Smoothing the way for capitalists, China's leaders have invited an electronics magnate and a steel maker to join the Communist Party's influential circle of leadership. The business of communist China is now, officially, business.
The party's growing acceptance of the political clout of business leaders like Zhang Ruimin, chief executive officer of electronics giant Haier Group, and Xie Qihua, president of steelmaking giant Baosteel Co. is good news for entrepreneurs
PHOTO: AFP
"Today's leaders understand things a bit better. We can work faster now," said Li Zhucheng, managing director of Fashion Electronics City, a huge store in the southern city of Dongguan.
"It's good to have more business managers in the party. I might consider joining myself," Li said.
Though the party's congress earlier this month stuck to a ritual-laden script, the 2,114 delegates approved a new generation of leaders and endorsed changes allowing a more active political role for the increasingly influential business sector, including the private sector.
Included among 158 alternate members of the party's Central Committee, which has a regular membership of 198, Zhang and Xie could be tapped later for higher positions. That's a turnaround for "red capitalists" raised in an age when profit-makers were branded "imperialist running dogs."

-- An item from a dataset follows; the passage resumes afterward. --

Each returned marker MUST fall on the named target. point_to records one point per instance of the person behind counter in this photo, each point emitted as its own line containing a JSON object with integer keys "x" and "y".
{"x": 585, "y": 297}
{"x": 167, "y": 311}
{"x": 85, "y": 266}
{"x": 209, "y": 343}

Private enterprises now account for roughly half of China's economic output. Along with foreign-invested companies, they are the main source of jobs for tens of millions of workers laid off by state firms.

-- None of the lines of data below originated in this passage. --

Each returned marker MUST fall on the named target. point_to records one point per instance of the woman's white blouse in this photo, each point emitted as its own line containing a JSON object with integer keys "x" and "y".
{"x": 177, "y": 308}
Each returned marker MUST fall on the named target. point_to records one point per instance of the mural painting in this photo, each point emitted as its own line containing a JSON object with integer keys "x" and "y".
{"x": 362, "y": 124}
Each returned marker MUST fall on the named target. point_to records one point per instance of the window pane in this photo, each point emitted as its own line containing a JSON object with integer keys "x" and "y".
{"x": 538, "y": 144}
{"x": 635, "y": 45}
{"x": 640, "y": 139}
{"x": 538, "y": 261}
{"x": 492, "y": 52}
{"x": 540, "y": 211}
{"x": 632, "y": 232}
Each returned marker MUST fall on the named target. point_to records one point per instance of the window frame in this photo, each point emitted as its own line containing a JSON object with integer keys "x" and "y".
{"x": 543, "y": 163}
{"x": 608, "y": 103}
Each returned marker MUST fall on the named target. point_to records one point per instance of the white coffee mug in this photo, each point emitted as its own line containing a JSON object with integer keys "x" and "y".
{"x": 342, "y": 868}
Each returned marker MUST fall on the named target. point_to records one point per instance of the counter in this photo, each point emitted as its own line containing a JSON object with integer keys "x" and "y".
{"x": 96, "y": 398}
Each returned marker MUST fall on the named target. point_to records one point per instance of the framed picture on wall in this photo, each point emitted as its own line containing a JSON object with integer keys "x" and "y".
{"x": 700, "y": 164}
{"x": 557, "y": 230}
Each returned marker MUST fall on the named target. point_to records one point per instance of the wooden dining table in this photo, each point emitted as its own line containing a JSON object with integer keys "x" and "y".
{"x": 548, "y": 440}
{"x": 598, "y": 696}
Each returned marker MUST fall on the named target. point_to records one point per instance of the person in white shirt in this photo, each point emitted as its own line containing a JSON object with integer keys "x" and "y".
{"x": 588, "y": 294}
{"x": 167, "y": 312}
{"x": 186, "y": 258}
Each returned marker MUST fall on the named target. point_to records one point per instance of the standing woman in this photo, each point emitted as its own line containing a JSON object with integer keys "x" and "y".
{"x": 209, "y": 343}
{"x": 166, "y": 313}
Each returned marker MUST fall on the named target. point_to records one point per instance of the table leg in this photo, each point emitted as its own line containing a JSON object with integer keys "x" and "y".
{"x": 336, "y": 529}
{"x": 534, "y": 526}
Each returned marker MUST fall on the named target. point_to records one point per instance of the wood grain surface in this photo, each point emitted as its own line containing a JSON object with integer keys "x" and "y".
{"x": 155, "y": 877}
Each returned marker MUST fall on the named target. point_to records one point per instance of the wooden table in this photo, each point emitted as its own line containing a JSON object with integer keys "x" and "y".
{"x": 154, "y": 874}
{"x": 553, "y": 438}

"The only thing that keeps the ruling party ruling is growth and economic development," says Jim McGregor, a Beijing-based business consultant. "The jobs are all coming from the private sector. If it doesn't bring entrepreneurs on board, the party is in danger of becoming irrelevant."
Like Zhang and Xie, most of the business figures attending the congress represented state-owned companies. Others attending were the chairman of Beijing's biggest manufacturer, Capital Steel Group, and the president of Air China, China's government-run flagship airline.

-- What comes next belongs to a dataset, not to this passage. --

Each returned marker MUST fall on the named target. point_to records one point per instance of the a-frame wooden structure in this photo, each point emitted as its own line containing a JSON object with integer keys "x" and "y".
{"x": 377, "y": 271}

Haier, based in the eastern port city of Qingdao, was a failing state appliance factory until Zhang, a bureaucrat, was deployed to turn it around in 1984. Today it is one of China's best known brand names. As head of Shanghai-based Baosteel, China's biggest steel manufacturer, Xie is one of the country's most prominent businesswomen.
The party never disclosed the full list of delegates at the congress, but various estimates put the number of private business leaders attending at between five and 10. About one in five entrepreneurs have joined the party, according to government statistics, but until now their formal political role has been an advisory one.
Now, tycoons -- some of them the sons and daughters of past party leaders -- occupy an increasingly important spot in the unique Chinese economic-political hybrid known here as the "socialist market economy." The party refers to them by the more oblique "advanced productive forces."
Until the early 1980s, China pursued a policy of defense-oriented heavy industry and collectivist agriculture shaped by the utopian vision of revolutionary leader Mao Zedong.
When Mao died in 1976, China was almost devoid of private business and its economy was in shambles. His successor, Deng Xiaoping, declared that ``to get rich is no sin'' and began shifting from central planning to a market economy. He opened the country to foreign investment.
China now has 2 million private businesses. They employ more than 27.1 million people and own registered capital estimated at US$217 billion, according to one recent government estimate.